3. I won’t be breaking my back to keep people in my life.
Another life lesson for this year, maybe one of the biggest is learning to throw some of these assholes I used to call friends straight into the Fuck it Bucket. By now it’s clear this year has been up there with the worst for me and my beans, and reaching the end of the year without some people still in our lives is something a few months ago really upset me thinking about. Now, I am so thankful that I am armed with the strength to let them go and not waste my precious time trying to keep hold of friendships that had no substance. Because my time is precious. The perception from certain people is that their time is more precious and I do nothing. Well, actually I work my socks off and my time is far too precious to waste.
4. I won’t be putting pressure on myself to do the normal “I must lose weight”, “I must make more money” shit.
I don’t have to do anything other than making sure myself and the humans in this house are happy. Yep, I’d love to be thinner and healthier, who wouldn’t want that? But I refuse to put myself under any stress trying to achieve things.
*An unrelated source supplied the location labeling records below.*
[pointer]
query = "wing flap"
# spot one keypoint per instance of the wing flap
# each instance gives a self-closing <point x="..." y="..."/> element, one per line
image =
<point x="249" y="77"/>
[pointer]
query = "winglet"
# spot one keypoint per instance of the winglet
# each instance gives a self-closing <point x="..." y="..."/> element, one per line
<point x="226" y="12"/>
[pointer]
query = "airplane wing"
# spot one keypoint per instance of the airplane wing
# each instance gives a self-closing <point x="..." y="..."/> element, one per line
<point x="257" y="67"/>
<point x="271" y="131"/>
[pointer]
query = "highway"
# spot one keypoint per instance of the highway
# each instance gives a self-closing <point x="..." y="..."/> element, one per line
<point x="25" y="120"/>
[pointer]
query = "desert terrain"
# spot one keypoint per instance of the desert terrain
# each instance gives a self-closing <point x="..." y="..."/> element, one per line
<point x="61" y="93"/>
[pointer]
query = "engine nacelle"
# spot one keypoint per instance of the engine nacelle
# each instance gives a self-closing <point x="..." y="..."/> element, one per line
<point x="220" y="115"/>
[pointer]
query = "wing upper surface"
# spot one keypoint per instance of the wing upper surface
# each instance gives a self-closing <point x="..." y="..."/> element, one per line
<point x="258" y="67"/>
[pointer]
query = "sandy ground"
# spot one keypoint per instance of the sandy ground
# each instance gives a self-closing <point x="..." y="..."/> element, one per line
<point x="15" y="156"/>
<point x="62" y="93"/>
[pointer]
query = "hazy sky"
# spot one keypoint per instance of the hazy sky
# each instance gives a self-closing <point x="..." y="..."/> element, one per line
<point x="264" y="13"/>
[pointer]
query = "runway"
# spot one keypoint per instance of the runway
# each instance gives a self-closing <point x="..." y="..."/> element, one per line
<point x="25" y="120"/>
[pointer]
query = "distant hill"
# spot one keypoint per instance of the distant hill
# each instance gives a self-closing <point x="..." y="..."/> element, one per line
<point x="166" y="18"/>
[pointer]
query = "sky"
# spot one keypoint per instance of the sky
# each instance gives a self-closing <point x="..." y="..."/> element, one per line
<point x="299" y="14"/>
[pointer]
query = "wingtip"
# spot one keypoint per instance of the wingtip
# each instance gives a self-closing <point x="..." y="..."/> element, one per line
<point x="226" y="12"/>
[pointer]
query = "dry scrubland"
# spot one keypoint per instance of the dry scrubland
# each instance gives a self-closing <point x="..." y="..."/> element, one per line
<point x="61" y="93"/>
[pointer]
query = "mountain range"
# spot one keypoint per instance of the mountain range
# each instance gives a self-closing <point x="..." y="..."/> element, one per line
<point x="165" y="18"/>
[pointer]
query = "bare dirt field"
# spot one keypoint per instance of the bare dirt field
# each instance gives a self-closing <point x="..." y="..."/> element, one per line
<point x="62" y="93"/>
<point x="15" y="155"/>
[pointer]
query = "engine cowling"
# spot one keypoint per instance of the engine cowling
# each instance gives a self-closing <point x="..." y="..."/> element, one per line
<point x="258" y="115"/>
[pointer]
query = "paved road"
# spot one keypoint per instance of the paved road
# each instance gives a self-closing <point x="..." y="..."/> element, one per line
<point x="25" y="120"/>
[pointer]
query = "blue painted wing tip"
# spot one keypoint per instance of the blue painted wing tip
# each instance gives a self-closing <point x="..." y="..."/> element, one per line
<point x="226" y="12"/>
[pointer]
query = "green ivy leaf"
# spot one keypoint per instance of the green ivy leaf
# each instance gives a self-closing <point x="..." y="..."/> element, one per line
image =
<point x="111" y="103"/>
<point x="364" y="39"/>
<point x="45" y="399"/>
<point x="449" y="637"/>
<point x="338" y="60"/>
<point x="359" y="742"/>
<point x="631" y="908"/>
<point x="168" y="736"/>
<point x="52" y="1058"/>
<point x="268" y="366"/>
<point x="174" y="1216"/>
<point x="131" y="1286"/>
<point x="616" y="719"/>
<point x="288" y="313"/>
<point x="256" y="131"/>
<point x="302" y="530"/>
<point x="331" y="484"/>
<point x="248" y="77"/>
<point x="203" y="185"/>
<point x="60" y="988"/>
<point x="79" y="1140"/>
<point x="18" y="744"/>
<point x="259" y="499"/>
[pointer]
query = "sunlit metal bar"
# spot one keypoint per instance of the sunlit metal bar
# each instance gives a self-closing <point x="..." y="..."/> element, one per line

One of the best lessons I’ve learned is that it is far easier to achieve things when you sit back and say,
“I’d like to………….., and I can…………, if and when I want to”
It’s great to have goals and ambition, but it’s not imperative to put demands on our lives.
5. I will not be putting any limits on what I can achieve.
Ok so this one seems a bit like a contradiction of number 4, but there is a huge difference. I won’t be setting myself goals that require me to work my ass off at anything. I clearly don’t work well under my own expectations. However, I don’t want to be starting 2018 with thoughts of “I won’t manage X, Y and Z”, or “I wish I could have/do………..but I’ll never manage that!”
That’s crap, this year I have conquered my biggest fears, I have battled through unbearable pain, I have lost people I valued in our lives and I’ve fought demons from my past I didn’t think I needed to fight. I have started successfully working for myself, despite the shit mental health and the pain. I have got my humans through the year and they are happy and healthy. I made my first Xmas dinner and no one died. I have started to conquer a phobia that is older than my kid's ages combined.
There are so many other things I have achieved this year despite at some points being under rock bottom.
So the only resolution I really need for 2018 is to go and do what I want to, be who I want to, and kick the ass out of life with a smile on my face.
Happy New Year from my tribe to yours.